Mal servi du côté de Kobo, je suis allé faire un tour sur le iBook store de Apple. Il est presque aussi pratique que celui d’Amazon, avec déjà quelques titres en français. L’instalation est rapide, l’utilisation simplissime.

Je dois admettre que j’ai une grande sympathie pour l’initiative de l’iBook Store d’Apple. D’abord parce qu’il a imposé un standard, le epub, qui a incité le reste de l’inductrie à s’unir. Ne reste que Amazon qui, avec son format propriétaire, veut se la jouer Microsoft.

Un argument de taille

Quelques formats différents jouent du coude chez les liseuses, mais le format sept pouces devient tranquillement un standard. J’avais peur que ce soit trop petit mais, à l’expérience, c’est suffisant, quoi que la longueur réduite de ligne impose des crevasses et des lézardes au texte qui ne peuvent que nuire à la lecture.
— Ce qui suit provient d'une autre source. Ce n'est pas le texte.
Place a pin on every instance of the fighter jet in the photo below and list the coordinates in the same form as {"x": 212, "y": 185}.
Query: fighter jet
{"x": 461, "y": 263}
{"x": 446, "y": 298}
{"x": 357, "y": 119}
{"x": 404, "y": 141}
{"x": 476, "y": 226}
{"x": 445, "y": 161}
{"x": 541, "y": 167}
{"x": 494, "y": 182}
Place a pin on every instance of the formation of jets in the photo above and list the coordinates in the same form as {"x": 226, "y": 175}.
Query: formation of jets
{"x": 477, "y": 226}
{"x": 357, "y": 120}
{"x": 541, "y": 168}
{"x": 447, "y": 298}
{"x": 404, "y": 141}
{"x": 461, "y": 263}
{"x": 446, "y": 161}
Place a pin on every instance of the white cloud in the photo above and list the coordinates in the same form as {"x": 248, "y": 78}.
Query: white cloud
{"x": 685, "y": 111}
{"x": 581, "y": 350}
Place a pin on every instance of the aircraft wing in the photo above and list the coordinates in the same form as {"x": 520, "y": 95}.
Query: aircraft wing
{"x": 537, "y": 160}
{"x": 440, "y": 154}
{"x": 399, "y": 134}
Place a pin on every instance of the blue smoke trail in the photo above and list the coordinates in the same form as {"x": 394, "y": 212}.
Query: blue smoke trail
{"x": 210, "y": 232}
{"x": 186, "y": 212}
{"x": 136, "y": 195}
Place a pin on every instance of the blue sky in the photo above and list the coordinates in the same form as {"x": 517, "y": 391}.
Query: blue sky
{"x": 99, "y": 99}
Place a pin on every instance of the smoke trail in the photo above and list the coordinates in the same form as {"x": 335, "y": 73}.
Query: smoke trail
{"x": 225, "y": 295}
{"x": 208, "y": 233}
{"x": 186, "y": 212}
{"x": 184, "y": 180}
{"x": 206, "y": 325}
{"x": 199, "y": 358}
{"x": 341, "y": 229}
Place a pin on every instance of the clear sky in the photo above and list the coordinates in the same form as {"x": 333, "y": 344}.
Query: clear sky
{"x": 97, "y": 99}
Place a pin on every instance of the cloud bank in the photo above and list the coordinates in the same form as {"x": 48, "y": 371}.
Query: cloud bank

Le texte électronique est affreux et son contraste n’est pas encore équivalent à celui du papier. Le format sept pouces est aussi répandu chez les fabricants de tablettes, Kindle Fire en tête, qui se détaillent aujourd’hui autours de deux cents dollars, donc beaucoup moins cher que mon précieux iPad.

Le format sept pouce permet d’obtenir une liseuse légère, peu encombrante, qui se traîne dans une pouce et se lit d’une seule main. Le iPad et son grand écran permet en revanche une utilisation proche d’un ordinateur (je m’en sers désormais pour écrire) et surtout de consulter les grands pdf et les bandes dessinées. Pour la lecture en transport en commun, je dois admettre que je n’ai pas encore osé transporter le iPad, et je ne le ferai peut-être jamais. En revanche, je m’en sert beaucoup à la maison, pour les manuels de référence en pdf que je ne pourrais pas consulter avec une tablette plus petite.

Une question de besoins

Il me semble évident que pour la lecture de texte, la liseuse à encre électronique est le meilleur choix, malgré son faible contraste et sa lenteur. Son faible poids, son confort de lecture, son énorme autonomie et son encombrement réduit et font le choix évident à un prix généralement inférieur à celui des tablettes d’entrée de gamme. Ceci dit, quelqu’un qui a des besoin de consommation média plus larges et qui voudrait une tablette pour consommer musique, vidéos, jeux ou tout simplement travailler ne devrait pas hésiter à tenter la lecture sur écran rétroéclairé, histoire de voir si elle lui convient.